I/DD Counts is a cross-agency initiative to:

  • Establish and maintain accurate data on the prevalence of intellectual and developmental disabilities (I/DD) in the United States and its territories, and;
  • Improve the collection, analysis and interpretation of the health-related data of people with I/DD. 

The goal of the initiative is to increase our collective understanding about factors that affect the health and well-being of people with I/DD, which will in turn support development of effective policies and programs to support them and their families.

ACL is leading the I/DD Counts initiative in partnership with self-advocates, advocacy organizations, researchers, and the following U.S. Department of Health and Human Services partner agencies:

  • Assistant Secretary for Planning and Evaluation (ASPE)
  • Centers for Disease Control and Prevention (CDC)
  • Centers for Medicare & Medicaid Services (CMS)
  • National Institutes of Health (NIH)

Partners are currently working with stakeholders developing a 10-year plan to guide the development of the health surveillance system for people with I/DD.

Why this is important

Although public health surveillance of people with disabilities has improved, the lack of data on the health of people with I/DD persists.
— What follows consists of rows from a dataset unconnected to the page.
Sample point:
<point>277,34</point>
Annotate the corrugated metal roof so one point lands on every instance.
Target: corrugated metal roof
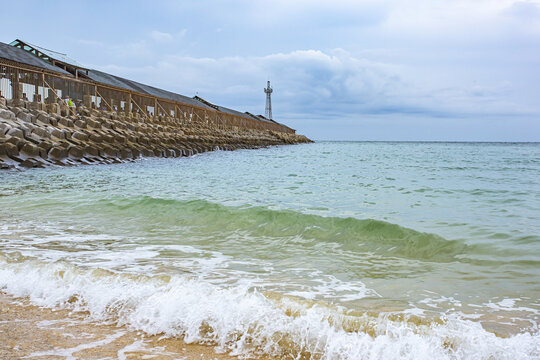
<point>117,81</point>
<point>19,55</point>
<point>49,53</point>
<point>12,53</point>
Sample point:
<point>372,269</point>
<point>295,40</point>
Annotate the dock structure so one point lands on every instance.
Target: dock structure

Health surveys often exclude I/DD altogether, and when information about people with I/DD is collected, it often lacks demographic data, such as age, sex, ethnicity and race. In addition, the way data is collected varies widely between states and even within states. In many cases, I/DD is not tracked at all unless a person is receiving services through a state or federally funded program.  

The lack of data leads to health disparities in a number of ways. For example, the lack of prevalence data can affect availability of funding and other resources, since allocation is often based on population size.
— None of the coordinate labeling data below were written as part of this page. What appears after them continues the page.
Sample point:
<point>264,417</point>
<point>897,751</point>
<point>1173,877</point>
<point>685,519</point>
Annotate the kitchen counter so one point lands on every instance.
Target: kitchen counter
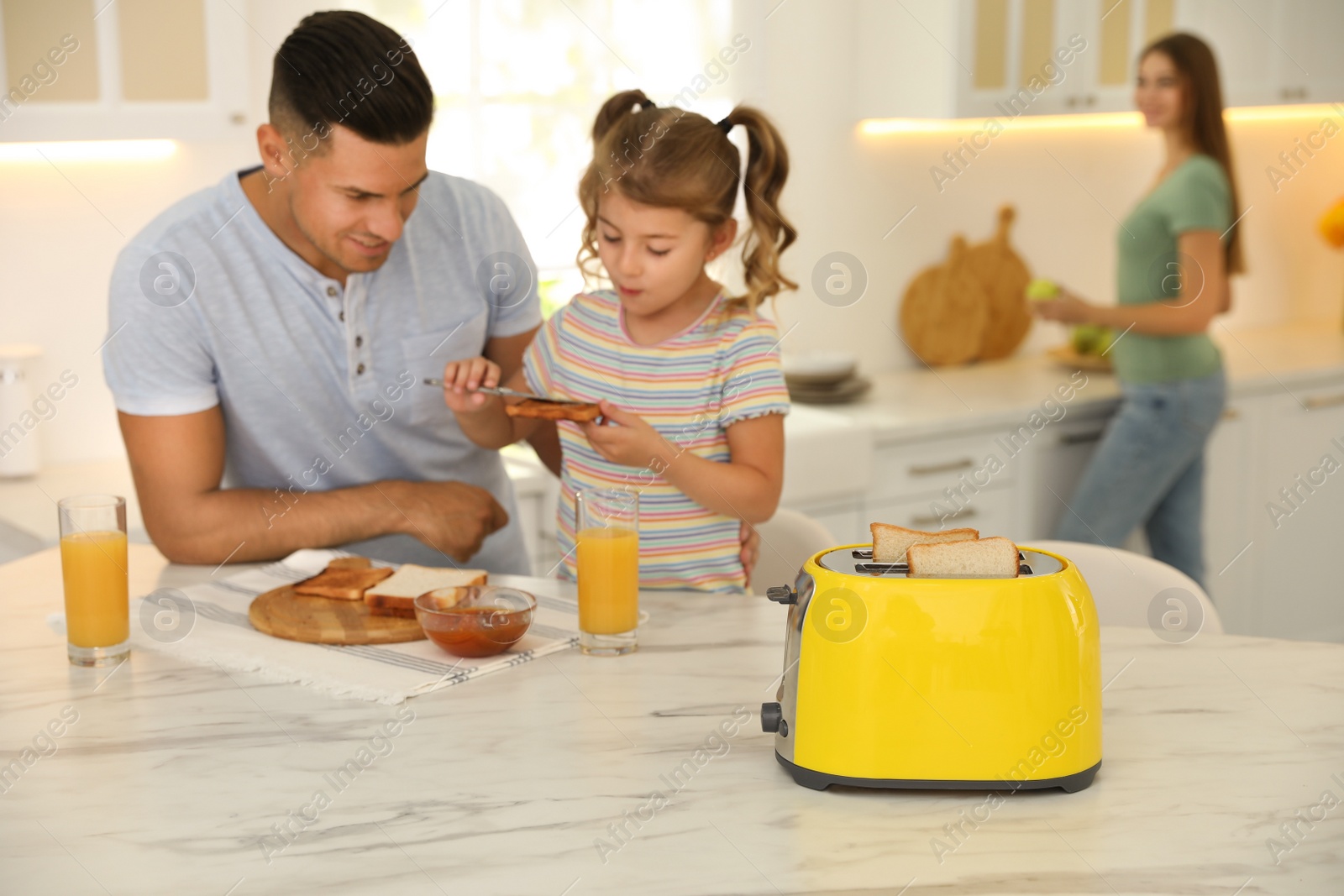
<point>174,774</point>
<point>947,401</point>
It is more difficult to identify issues that may uniquely or disproportionately affect people with I/DD, or to identify groups within the population of people with I/DD who may be disproportionately affected by any given issue. This can result in policies and programs do not meet the needs of people with I/DD as well as they could – or needs that are not being addressed at all.
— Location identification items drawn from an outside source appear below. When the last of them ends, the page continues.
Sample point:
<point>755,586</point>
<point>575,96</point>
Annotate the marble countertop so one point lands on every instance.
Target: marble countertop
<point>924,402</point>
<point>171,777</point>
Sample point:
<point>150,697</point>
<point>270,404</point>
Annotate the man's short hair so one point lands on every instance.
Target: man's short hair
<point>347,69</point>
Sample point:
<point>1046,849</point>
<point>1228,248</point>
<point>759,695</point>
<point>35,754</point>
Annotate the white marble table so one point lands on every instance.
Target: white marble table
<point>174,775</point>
The COVID-19 pandemic starkly illustrates the problem. People with I/DD were among those at highest risk of death or serious illness, but lack of data hamstrung efforts to mitigate that risk. Most states tracked and reported infections and deaths among people with I/DD living in nursing homes and larger facilities, but not among those who live with their families or in smaller group homes. This masked both the incidence of infection and the risk of poor outcomes, which in turn led to people with I/DD being excluded when limited vaccine supply required risk-based prioritization Lack of data continues to make it impossible to measure the true impact of the pandemic among the I/DD population,

Being counted is a health equity and civil rights issue. ACL believes having reliable health data is a core principle in order to more effectively support people with I/DD and the systems that support them. I/DD Counts aims to be that reliable resource tool to improve the nation’s health surveillance system for people with I/DD.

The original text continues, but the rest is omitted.